Five-a-side football business flags up accounting errors
Goals Soccer Centres, a Scottish company operating five-a-side football clubs across the UK, has revealed it now expects its 2018 full year results to be materially below expectations, after a business review identified a number of accounting errors
8 Mar 2019
Based in East Kilbride, the company operates 46 ‘small-sided’ football clubs across the UK, as well as four clubs in the US and employs over 700 people.
It has now released a statement to the Stock Exchange, saying: ‘As part of the review of the results for the financial year ending 31 December 2018, the board, together with the auditors, are working to resolve certain accounting errors, and are reviewing some accounting practices and policies.
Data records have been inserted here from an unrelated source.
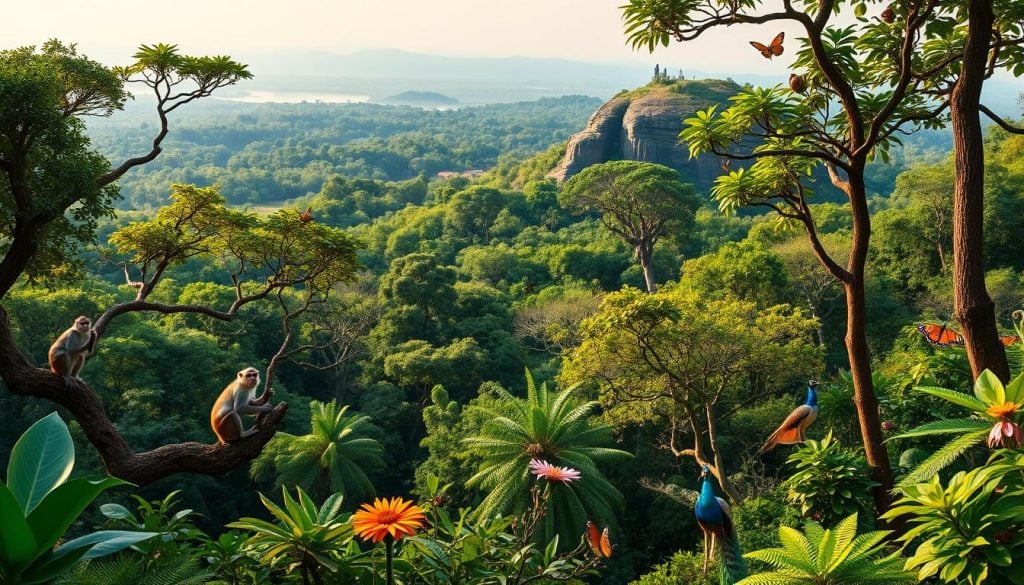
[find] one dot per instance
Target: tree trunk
(863, 397)
(973, 308)
(719, 469)
(643, 253)
(859, 356)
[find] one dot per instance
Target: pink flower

‘It is likely that the board will take a more prudent approach both for 2018 full year results and going forward.
‘As a result, the board now expects the 2018 full year results will be materially below expectations and that the reporting date (previously 12 March 2019) will be delayed.
‘Whilst the majority of these accounting adjustments are of a non-cash nature, this does nevertheless mean that the company will have exceeded one of its banking covenants at 31 December 2018. We are in discussions with the bank with a view to agreeing re-negotiated facilities.’
In a trading update it posted in mid-January, Goals said 2018 had been ‘disappointing’, citing the impact of the lower margin in ancillary activities such as food and drink and children’s parties, and the slower-than-anticipated growth rates in the US, as well as the poor weather in the first half of the year.
At the time it forecast full year group adjusted profit for 2018 of between £4.3m to £4.5m, while net debt at the year-end was approximately £29m.
In its latest regulatory announcement, Goals said trading in the first two months of the year has been strong with an increase in like-for-like sales, in both the UK and US, over the comparable period in 2018.
The company also reported significant changes to its leadership and management. These include the appointment of Martin Johnson as interim chief financial officer, taking over in early February. Johnson was previously CFO of Great Rail Journeys Ltd.
Goals changed it auditor in July of last year, replacing KPMG with BDO. According to the 2017 annual report, KPMG was paid £50,000 for auditing the financial statements, plus an additional £27,000 for associated assurance and tax-related services.
Paul Hickman, analyst at Edison Investment Research said: 'From the brief statement it appears that there are two issues. First there are accounting errors, and secondly there are accounting practices and policies which the board is reviewing.
‘Importantly, the company says that “the majority” of the accounting adjustments are non-cash, although that implies that a minority of them do affect cash. However, the wording implies that this is not a fraud issue on the lines of Patisserie Valerie.
‘However, the restatement of accounts on other measures (such as profitability) puts Goals in breach of bank covenants, an issue that shareholders thought it had put behind it. Forced negotiations with banks in this situation invariably result in punitive terms.’